A partnership with the Japan Aerospace Exploration Agency (JAXA) has delivered the Toyota Lunar Cruiser, a four-seat moon rover. Work on the project has lasted over a year, commencing in July 2019.
With a name inspired by Toyota’s Land Cruiser SUV, the Lunar Cruiser is a six-wheel utility vehicle that is six meters long, five meters wide and about four meters high. It can accommodate two people for regular use and four in an emergency.
This isn’t just a one-off project designed to generate publicity for JAXA and Toyota. The Lunar Cruiser’s design and engineering process has a number of milestones set out to meet. Starting in 2022, the partnership will manufacture a 1:1 scale prototype of the rover then begin acquiring and verifying testing data on driving systems required to explore the moon’s polar regions.
Two years later, it is expected that progress will be able to advance to allow for design, manufacturing, and evaluation of an engineering model of the rover and design of the actual flight model will begin. By 2027, the flight model will be manufactured and design and evaluation of the model will be underway.
It’s projected to be ready for work in 2029. JAXA plans to use it as part of a manned exploration in 2030.
When manned, the rover will be pressurized and is designed to use fuel cell electric vehicle (FCEV) technologies to navigate the moon’s surface.

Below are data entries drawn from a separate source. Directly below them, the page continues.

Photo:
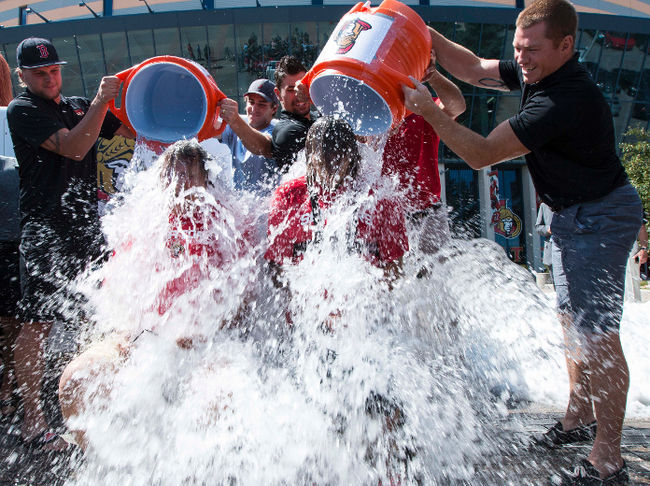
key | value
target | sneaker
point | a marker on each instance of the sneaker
(556, 436)
(585, 474)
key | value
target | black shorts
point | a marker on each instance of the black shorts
(50, 260)
(9, 279)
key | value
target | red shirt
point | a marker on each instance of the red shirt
(411, 155)
(194, 236)
(380, 230)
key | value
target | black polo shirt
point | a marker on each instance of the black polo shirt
(53, 188)
(567, 125)
(289, 136)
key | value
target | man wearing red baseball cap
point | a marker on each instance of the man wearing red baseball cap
(54, 140)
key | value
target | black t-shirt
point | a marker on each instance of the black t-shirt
(53, 188)
(289, 135)
(567, 125)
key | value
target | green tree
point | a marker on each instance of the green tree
(635, 155)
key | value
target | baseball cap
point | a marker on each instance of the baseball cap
(264, 88)
(36, 52)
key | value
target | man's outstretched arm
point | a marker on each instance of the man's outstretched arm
(477, 151)
(465, 65)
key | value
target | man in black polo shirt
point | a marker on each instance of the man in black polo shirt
(564, 128)
(54, 140)
(290, 132)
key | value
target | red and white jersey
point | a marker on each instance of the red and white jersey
(411, 155)
(198, 236)
(380, 234)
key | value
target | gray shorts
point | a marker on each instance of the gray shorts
(592, 244)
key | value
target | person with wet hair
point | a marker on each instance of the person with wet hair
(251, 172)
(411, 158)
(565, 131)
(295, 217)
(196, 242)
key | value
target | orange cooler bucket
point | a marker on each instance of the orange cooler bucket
(360, 72)
(168, 98)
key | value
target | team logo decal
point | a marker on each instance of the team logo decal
(348, 35)
(507, 223)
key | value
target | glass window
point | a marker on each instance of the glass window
(9, 51)
(141, 45)
(302, 42)
(222, 62)
(91, 54)
(251, 59)
(276, 41)
(167, 42)
(461, 187)
(116, 52)
(194, 41)
(73, 85)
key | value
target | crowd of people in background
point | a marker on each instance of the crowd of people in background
(54, 139)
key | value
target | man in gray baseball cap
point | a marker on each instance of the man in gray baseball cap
(250, 171)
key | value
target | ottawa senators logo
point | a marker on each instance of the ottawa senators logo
(507, 223)
(348, 35)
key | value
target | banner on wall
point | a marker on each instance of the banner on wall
(505, 221)
(113, 158)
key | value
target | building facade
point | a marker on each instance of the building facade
(238, 41)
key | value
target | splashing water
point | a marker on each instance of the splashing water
(364, 383)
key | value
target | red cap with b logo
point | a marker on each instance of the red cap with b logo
(35, 52)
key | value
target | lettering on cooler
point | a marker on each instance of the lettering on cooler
(357, 37)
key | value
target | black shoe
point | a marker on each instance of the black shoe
(585, 474)
(556, 436)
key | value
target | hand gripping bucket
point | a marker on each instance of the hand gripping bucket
(167, 98)
(360, 72)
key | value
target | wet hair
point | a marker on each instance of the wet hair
(5, 82)
(288, 66)
(560, 17)
(332, 153)
(186, 150)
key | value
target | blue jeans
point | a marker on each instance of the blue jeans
(592, 244)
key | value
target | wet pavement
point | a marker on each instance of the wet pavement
(510, 464)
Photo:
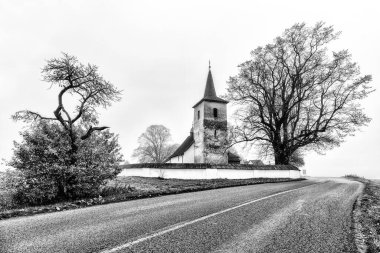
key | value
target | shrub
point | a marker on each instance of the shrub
(48, 172)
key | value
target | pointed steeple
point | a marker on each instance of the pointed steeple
(210, 88)
(210, 93)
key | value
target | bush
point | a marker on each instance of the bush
(48, 172)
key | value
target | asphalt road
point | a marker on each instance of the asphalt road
(305, 216)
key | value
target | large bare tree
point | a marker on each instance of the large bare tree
(154, 145)
(294, 94)
(85, 84)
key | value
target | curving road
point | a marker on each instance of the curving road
(304, 216)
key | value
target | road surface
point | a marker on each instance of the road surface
(304, 216)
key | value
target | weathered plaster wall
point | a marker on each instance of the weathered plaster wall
(210, 133)
(210, 173)
(187, 157)
(198, 133)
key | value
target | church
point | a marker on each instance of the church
(208, 137)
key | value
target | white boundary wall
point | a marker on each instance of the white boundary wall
(209, 173)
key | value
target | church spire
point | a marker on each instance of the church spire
(210, 93)
(210, 88)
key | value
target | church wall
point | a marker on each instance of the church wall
(188, 156)
(209, 173)
(198, 133)
(215, 133)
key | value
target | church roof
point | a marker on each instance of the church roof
(210, 93)
(183, 147)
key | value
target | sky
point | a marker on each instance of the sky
(157, 52)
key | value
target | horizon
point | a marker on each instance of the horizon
(158, 54)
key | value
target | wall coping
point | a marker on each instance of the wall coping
(208, 166)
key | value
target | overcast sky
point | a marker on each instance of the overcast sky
(157, 52)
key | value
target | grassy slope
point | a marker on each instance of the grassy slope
(129, 188)
(367, 217)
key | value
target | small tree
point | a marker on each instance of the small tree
(44, 166)
(293, 95)
(154, 145)
(84, 83)
(67, 155)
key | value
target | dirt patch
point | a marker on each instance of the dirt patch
(129, 188)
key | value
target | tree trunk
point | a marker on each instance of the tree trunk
(281, 156)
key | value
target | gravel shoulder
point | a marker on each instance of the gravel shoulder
(126, 189)
(366, 217)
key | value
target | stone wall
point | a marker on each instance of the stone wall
(210, 171)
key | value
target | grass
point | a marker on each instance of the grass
(366, 216)
(129, 188)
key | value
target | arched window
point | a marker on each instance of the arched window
(215, 113)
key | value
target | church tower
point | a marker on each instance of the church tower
(210, 126)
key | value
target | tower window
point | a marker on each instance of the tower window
(215, 113)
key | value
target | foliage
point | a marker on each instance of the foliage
(67, 155)
(44, 164)
(84, 83)
(293, 94)
(154, 145)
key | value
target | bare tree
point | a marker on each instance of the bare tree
(154, 145)
(293, 95)
(87, 85)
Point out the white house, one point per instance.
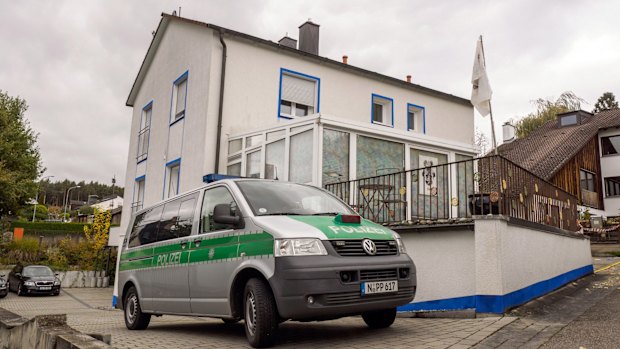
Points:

Pressurised Rover Concept | Toyota and Japan Aerospace Exploration Agency
This isn’t the only massive fuel cell technology undertaking Toyota is involved in. They recently revealed plans to create an alternatively fueled live-work-play testing facility at the base of Mt. Fuji.
While those projects are ongoing, Toyota is moving forward with passenger car and tractor trailer FCEV technology. They recently debuted a redesigned Mirai sedan and have begun installing hydrogen fueling stations along the western coast of California to be used by the overland trucking industry. The company continues efforts to lobby towns on the East Coast of the U.S. to adapt restrictive laws to be more receptive to FCEV vehicles.